Le clan Gemelly (réunissant le patriarche Gaetano, ses trois fils et son neveu) vit misérablement dans un coin non moins misérable de la banlieue d’une Palerme étrange... Uniquement peuplée d’hommes - les femmes semblent en avoir disparu ! - la capitale sicilienne vit sous la coupe de chefs mafieux parmi lesquels se distinguent Don Masino ou bien encore deux nains anonymes... Aussi petits par la taille que grands par le pouvoir, ces importants capi imposent un jour aux Gemelly de donner refuge à un vieillard décharné et mutique. L’irruption de cet Oncle de Brooklyn donnera à l’existence des Gemelly, déjà pour le moins singulière, un tour définitivement surréaliste...

Analyse et critique

« Ce film sera un chef-d’œuvre ou une vraie catastrophe. Mais il n’y pas de voie intermédiaire possible. » (1)

Transformer la laideur matérielle et la fange morale en or cinématographique : telle est l’alchimie d’essence baudelairienne magistralement pratiquée par Daniele Ciprì et Franco Maresco avec L’Oncle de Brooklyn en 1995. Une forme de magie esthétique dont témoignent les images liminaires du premier des longs métrages co-réalisés par ce couple artistique (2) : représentant une réalité a priori répulsive, ces plans initiaux installent d’emblée le spectateur dans un cadre formel transfigurant leur horreur potentielle...


La paire de cinéastes choisit en effet d’ouvrir L’Oncle de Brooklyn en montrant, en un plan rapproché, un homme défiguré (congénitalement ? ou à la suite d’un accident ?) porter la main à son orbite droite, puis entreprendre de fouiller celle-ci pour en extraire avec méthode le globe oculaire s’y trouvant.
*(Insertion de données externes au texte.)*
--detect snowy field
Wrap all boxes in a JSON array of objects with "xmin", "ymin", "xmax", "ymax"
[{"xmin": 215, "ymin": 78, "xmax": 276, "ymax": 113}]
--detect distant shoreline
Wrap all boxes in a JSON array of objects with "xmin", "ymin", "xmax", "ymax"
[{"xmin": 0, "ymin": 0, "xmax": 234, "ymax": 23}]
Si l’énucléation ne s’avèrera finalement qu’une manière de simulacre - c’est de verre qu’est fait l’œil ôté par le comédien, quant à lui borgne -, la scène aura néanmoins imposé au public la fugitive mais dérangeante possibilité d’assister à une cruelle automutilation... À peine soulagé, le spectateur devra bientôt se confronter à une autre forme d’outrage : cette fois-ci aux bonnes mœurs. La séquence suivante expose très explicitement - le plan moyen succédant à un cadrage d’abord large ne laissant planer aucune doute... - un homme en train de besogner une ânesse ! Tandis que l’individu (Totò, l’un des frères Gemelly) va et vient longuement dans l’arrière-train de l’équidé, un second personnage se tient stoïquement à l’avant de l’animal. Il s’agit d’un vieillard, d’allure aussi misérable que l’homme en train de copuler avec l’ânesse. Apparemment indifférent aux menées de Totò, le vieux ne sortira de son silence que pour exiger de celui-ci qu’il s’acquitte du prix de ce qui s’avèrera une passe zoophile, révélant de la sorte qu’il prostitue la bête...

Indéniablement dérangeantes, voire proprement choquantes, ces transgressions corporelle et éthique sont l’une comme l’autre photographiées avec un soin formel extrême (3) : à l’art (pictural) de la composition du cadre répond celui, pareillement convaincant, d’un noir et blanc splendidement nuancé. Et se définit ainsi à l’orée de L’Oncle de Brooklyn un programme esthétique auquel ses auteurs ne dérogeront jamais : appliquer à "l'mmonde" un traitement plastiquement superbe.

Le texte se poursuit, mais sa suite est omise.